It turns out that the idea of penis theft is pretty common in Nigeria and other countries in that area. The crime includes not only the outright theft of penises but the shrinking of them as well. Hell, I've known a few women in my time who had the same effect. Maybe they should be charged with something based on that.
Anyway, magical penis theft has often grown into an epidemic of cultural hysteria. I guess it'd be sort of like seeing non-stop 'SUMMER OF THE SHARK' stories on cable news.
Ilechukwu reports on "epidemics" of temporary magical penis loss in Nigeria during the mid-1970s, and again in 1990. A major Nigerian episode of "vanishing" genitalia in 1990, mainly affected men, but sometimes women, while walking in public places.
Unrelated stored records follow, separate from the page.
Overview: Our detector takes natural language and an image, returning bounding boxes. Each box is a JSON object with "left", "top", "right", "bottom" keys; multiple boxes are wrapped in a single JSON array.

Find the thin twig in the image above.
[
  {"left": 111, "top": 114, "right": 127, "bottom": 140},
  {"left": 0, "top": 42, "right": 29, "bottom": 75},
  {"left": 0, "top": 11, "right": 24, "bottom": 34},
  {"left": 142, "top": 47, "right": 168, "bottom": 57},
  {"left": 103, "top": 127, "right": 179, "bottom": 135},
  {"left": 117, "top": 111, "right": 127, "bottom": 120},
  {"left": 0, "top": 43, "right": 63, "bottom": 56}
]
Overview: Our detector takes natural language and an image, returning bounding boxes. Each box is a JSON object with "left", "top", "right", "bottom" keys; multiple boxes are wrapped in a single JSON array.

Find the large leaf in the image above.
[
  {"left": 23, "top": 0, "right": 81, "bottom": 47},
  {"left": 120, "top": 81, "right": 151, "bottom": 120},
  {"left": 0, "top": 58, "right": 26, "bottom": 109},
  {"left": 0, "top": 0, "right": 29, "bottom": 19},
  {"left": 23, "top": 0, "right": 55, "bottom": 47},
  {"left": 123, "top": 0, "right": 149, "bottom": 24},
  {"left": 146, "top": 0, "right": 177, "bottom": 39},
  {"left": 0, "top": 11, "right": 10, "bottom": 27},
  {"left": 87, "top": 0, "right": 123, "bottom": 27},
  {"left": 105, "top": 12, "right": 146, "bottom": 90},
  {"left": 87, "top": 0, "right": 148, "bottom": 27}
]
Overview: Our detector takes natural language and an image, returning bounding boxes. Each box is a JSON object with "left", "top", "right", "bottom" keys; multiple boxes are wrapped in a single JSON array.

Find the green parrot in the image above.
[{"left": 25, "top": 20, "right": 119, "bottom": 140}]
Accusations were typically triggered by incidental body contact with a stranger that was interpreted as intentionally contrived, followed by unusual sensations within the scrotum. The affected person would then physically grab their genitals to confirm that all or parts were missing, after which he would shout a phrase such as "Thief! my genitals are gone!". The "victim" would then completely disrobe to convince quickly gathering crowds of bystanders that his penis was actually missing. The accused was threatened and usually beaten (sometimes fatally) until the genitals were "returned."
While some "victims" soon realized that their genitalia were intact, "many then claimed that they were 'returned' at the time they raised the alarm or that, although the penis had been 'returned, it was shrunken and so probably a 'wrong' one or just the ghost of a penis". In such instances, the assault or lynching would usually continue until the "original, real" penis reappeared.
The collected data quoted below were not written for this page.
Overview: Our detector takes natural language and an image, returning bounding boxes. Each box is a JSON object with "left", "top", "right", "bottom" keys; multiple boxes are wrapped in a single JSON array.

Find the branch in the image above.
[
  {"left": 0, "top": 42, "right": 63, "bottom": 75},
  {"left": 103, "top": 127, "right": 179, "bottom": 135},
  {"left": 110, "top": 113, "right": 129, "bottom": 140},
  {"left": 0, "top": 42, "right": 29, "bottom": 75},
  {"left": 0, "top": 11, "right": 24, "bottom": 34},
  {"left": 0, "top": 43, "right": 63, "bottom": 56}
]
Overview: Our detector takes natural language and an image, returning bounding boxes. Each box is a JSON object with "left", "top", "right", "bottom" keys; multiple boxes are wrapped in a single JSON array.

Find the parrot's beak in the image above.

I must admit, I'm sort of enamored with this idea. I can just imagine some Nigerian guy saying, 'Yeah, well, it was bigger before but then there was that magical penis thief that came to town.' It's also fun to imagine just what things would be like if it were possible to steal penises. Excuse me, but we caught this guy climbing out of your bedroom window last night and he had a giant bag of penises with him. Could you please look at the contents and tell us which penis is yours? At which point you could anticipate a bit of a scuffle as many of the victims tried to trade up for a larger model.